Dat doet hij, hij hoort, hij is in ons midden als iemand die werkelijk hoort. Misschien vindt iemand het trouwens vreemd dat ik het plotseling over recht en recht doen heb. In de bijbel is dat niet zo gek. De bijbel is het boek dat vertelt over de God die echt hoort, die alles hoort, die ook het huilen hoort van de eenzame arme weduwe en haar kinderen, die de klacht hoort van mensen die uitgebuit worden, en het stille verlangen van gehandicapten om als volwaardig mens serieus genomen te worden. De bijbel is het boek over de God die niet begrijpt dat mensen dat allemaal niet horen of hun oren ervoor dicht kunnen stoppen. Als je als mensen elkaar echt recht wilt doen moet je echt luisteren naar elkaar en concreet zorgen en helpen, genezen en delen. Alles wat daar niet op lijkt vindt God onrecht. Mensen die vroom bidden, maar intussen niet helpen, niet luisteren, er niet zijn voor de armen en de outcasts, de vreemdelingen, de wezen en de weduwen, die krijgen dat van hem te horen ook: ik kan niet tegen jullie gedrag, ik zie bloed aan jullie handen, doe recht, luister, luister echt.

Dat doet Jezus. Sterker nog, hij vraag naar die blinde hier en vraagt hem door: Wat wil je van me, jongen? — Heer, zorg dat ik weer kan zien, is het antwoord. En Jezus zegt: Zie weer! Een merkwaardige uitdrukking trouwens: een opdracht, je moet zien, Bartimeüs, alsof Jezus bedoelt: Nou, doe dat dan, jongen, kijk! Ik ben echt wie je denkt dat ik ben. Toe maar. En deze blinde ziet. Weer is de gang van zaken echt iets om op te letten. Het mag best even opvallen dat Jezus zelf doorvraagt. Hij wil horen wat deze blinde nu echt wil.
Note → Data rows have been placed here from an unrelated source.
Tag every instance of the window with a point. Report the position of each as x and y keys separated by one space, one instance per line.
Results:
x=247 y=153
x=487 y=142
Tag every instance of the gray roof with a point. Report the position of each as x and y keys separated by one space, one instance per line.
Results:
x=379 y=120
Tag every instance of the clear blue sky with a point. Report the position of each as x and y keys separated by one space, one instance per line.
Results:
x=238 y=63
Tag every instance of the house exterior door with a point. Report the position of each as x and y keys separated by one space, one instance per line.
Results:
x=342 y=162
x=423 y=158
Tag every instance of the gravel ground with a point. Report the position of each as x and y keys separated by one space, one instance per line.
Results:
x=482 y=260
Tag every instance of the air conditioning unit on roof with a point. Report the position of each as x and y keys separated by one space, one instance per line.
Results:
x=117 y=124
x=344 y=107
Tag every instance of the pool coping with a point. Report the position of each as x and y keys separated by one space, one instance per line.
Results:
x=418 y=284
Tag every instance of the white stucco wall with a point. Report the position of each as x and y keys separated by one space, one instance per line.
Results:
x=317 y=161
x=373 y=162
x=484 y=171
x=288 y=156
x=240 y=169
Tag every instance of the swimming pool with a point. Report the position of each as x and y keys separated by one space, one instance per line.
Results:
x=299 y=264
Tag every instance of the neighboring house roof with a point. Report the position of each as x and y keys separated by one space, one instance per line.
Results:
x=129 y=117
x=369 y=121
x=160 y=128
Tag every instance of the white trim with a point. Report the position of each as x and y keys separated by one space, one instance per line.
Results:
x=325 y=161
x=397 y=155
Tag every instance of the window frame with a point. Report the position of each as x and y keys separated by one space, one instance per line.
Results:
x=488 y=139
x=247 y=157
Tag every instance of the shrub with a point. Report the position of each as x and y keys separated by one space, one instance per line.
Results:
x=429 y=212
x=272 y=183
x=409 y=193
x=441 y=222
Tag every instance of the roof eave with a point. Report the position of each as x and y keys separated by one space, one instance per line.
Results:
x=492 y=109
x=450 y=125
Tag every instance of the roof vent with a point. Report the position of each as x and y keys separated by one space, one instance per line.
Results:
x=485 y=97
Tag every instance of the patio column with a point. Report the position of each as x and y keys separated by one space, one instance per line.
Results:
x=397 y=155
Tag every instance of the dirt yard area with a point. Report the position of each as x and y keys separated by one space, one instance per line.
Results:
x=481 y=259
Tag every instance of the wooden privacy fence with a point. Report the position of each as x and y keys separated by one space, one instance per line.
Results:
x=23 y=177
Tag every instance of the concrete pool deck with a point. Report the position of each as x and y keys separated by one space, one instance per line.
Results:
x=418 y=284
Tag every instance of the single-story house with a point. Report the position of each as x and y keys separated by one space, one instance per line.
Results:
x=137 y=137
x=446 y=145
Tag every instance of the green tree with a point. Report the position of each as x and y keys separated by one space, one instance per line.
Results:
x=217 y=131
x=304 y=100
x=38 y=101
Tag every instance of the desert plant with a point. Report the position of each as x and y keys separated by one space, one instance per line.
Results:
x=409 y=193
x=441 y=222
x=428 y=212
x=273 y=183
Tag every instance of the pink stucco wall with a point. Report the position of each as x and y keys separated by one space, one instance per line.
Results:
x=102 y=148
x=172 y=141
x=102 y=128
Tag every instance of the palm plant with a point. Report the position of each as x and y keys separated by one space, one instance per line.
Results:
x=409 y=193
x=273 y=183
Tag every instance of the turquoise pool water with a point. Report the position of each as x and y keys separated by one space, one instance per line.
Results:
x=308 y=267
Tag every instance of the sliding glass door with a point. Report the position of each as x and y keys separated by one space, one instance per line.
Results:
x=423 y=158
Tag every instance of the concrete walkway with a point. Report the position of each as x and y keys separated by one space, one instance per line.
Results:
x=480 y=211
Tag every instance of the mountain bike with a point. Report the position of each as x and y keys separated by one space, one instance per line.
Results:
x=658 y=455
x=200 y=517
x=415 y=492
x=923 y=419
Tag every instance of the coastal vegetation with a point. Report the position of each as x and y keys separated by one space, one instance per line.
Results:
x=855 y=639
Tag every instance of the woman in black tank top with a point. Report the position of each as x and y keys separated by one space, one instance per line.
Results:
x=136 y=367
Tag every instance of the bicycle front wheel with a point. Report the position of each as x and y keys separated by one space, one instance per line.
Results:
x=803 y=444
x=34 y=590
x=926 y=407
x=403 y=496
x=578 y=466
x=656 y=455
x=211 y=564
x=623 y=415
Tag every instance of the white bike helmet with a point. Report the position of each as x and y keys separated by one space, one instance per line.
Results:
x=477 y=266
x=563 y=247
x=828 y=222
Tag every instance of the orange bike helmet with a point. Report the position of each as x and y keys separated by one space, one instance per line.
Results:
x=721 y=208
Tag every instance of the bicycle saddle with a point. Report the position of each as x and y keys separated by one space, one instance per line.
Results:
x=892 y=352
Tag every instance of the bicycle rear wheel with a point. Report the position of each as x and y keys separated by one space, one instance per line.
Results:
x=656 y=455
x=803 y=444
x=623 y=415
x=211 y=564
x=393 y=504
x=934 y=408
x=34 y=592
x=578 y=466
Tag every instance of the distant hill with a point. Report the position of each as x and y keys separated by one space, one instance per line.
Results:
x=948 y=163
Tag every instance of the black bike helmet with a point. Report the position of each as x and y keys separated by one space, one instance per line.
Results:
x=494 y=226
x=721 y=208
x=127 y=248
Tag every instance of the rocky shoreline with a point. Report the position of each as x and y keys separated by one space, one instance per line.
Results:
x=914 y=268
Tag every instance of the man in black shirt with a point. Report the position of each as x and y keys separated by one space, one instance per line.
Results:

Bartimeüs had geroepen, de hele buurt bij elkaar geschreeuwd: Zoon van David, heb medelijden met me! En wij, die het verhaal kennen, denken dat we wel weten waar het hem met al dat roepen om ging: kunnen zien, natuurlijk. Intussen zegt hij dat niet. Zijn roepen is vaag. Jezus had ook medelijden met Bartimeüs getoond als Hij hem geld had gegeven. Zijn woorden zijn eerst de gewone woorden van de bedelaar: heb medelijden, een aalmoes, geef me iets moois. Tot Jezus doorvraagt. Wat wil je nu echt, jongen? En dan wordt het heel concreet: zien.

Dat vind ik echt de moeite waard om goed op te letten. Jezus is in ons midden als iemand die hoort. En dan wil hij echt horen waar wij mee zitten. Hij is niet tevreden met vage praat, ook niet met geestelijke, vrome, serieuze vage praat die met God te maken heeft en zo. Soms denk ik wel eens dat je dan een groot voordeel hebt als je niet zoveel christelijke en gereformeerde ballast hebt. Jezus is ook in ons midden als iemand die hoort, en die doorvraagt ook: joh, wat wil jij dat ik voor je doe? Stel je voor dat Bartimeüs een gereformeerde blinde was geweest. Had-ie vast iets gezegd als: Heer, geef me vergeving van mijn zonden. En je kunt erop rekenen dat Jezus dan iets gezegd had als: Maar jongen, wil je dan niet kunnen zien? En een gereformeerde Bartimeüs was dan natuurlijk een discussie begonnen: Ja, Heer, maar mijn blindheid is een gevolg van de zonde, dus als u mijn zonden vergeeft, dan komt dat zien ook wel. Maar ik verwacht niet dat hij bij de echte Jezus met zoiets weggekomen zou zijn. Joh, wie heeft jou zulke abstracte praatjes geleerd? zou hij vragen, en verder gaan met: zeg wat je bedoelt: welke zonde bedoel je? wat heb jij gedaan dan? en wil je kunnen zien of niet?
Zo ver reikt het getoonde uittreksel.